Further meant to set the table for his yawning emotions are a few chintzy Balearic beat elements strewn throughout Within and Without‘s expanse; combine these with the token “chill vibes” and bland beat programming, and Within and Without exists as a hollow facsimile of Life of Leisure or a poor shell of anything danceable in general, ultimately functioning as preternaturally bulletproof kin to the Sincerely Yours roster and their affiliate brethren. It goes for laid-back and relaxed but it comes off as insomniatic: the vanilla beats, the insipid vocals, the soft atmospherics, all while a weirdly placed hand drum floats into the frame of reference on “Eyes Be Closed,” or a few saccharine guitars cuts in on “Amor Fati,” or a slightly embedded vocal sample on “Before” snaps one uncomfortably back to attention. These gaudy additions and talismans don’t so much characterize Washed Out apart from other bands also named with the likes of chillwave, they just emphasize how completely and deeply the songs here are an amorphous, ill-defined wash.

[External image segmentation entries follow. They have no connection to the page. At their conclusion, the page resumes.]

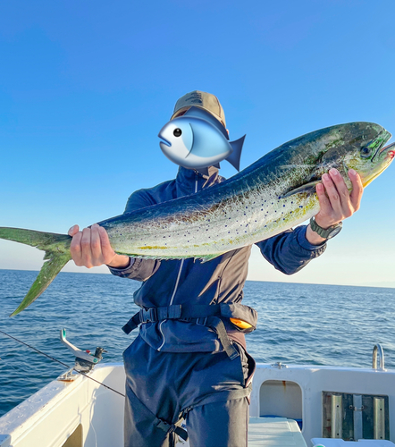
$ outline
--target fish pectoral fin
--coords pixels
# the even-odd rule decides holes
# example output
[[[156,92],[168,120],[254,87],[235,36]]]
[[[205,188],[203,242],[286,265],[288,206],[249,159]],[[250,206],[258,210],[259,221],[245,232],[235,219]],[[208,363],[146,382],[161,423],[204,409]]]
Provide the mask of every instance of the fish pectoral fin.
[[[315,181],[310,181],[309,183],[306,183],[305,185],[299,186],[298,188],[295,188],[295,190],[291,190],[290,191],[288,191],[286,194],[282,196],[282,198],[293,196],[294,194],[300,194],[301,192],[313,194],[314,192],[315,192],[315,186],[320,181],[316,180]]]
[[[234,166],[238,171],[240,170],[240,156],[241,156],[241,150],[243,148],[243,144],[244,144],[244,139],[246,136],[241,137],[239,139],[236,139],[236,141],[231,141],[229,144],[231,145],[231,148],[233,151],[231,152],[231,155],[229,155],[226,157],[226,160],[232,165]]]
[[[205,262],[211,261],[212,259],[214,259],[215,257],[218,257],[219,256],[222,255],[223,255],[223,253],[215,253],[214,255],[206,255],[199,257],[199,259],[201,259],[202,264],[204,264]]]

So what is Within and Without? And what is chillwave? Perhaps the answers to these questions are one and the same, as the puerile elements that made chillwave a somewhat cogent genre, the unfortunate frosting that was smeared on top of the style’s various cakes, is the only edible thing here. Scratch that: it is the only thing here. The entirety of Within and Without is a mishmash of half-recalled thoughts sterilized in a cloud of shit production. It’s contrivance qua contrivance, and if that’s the epitome of the young non-genre, then perhaps, like Within and Without, the term will just cancel itself out.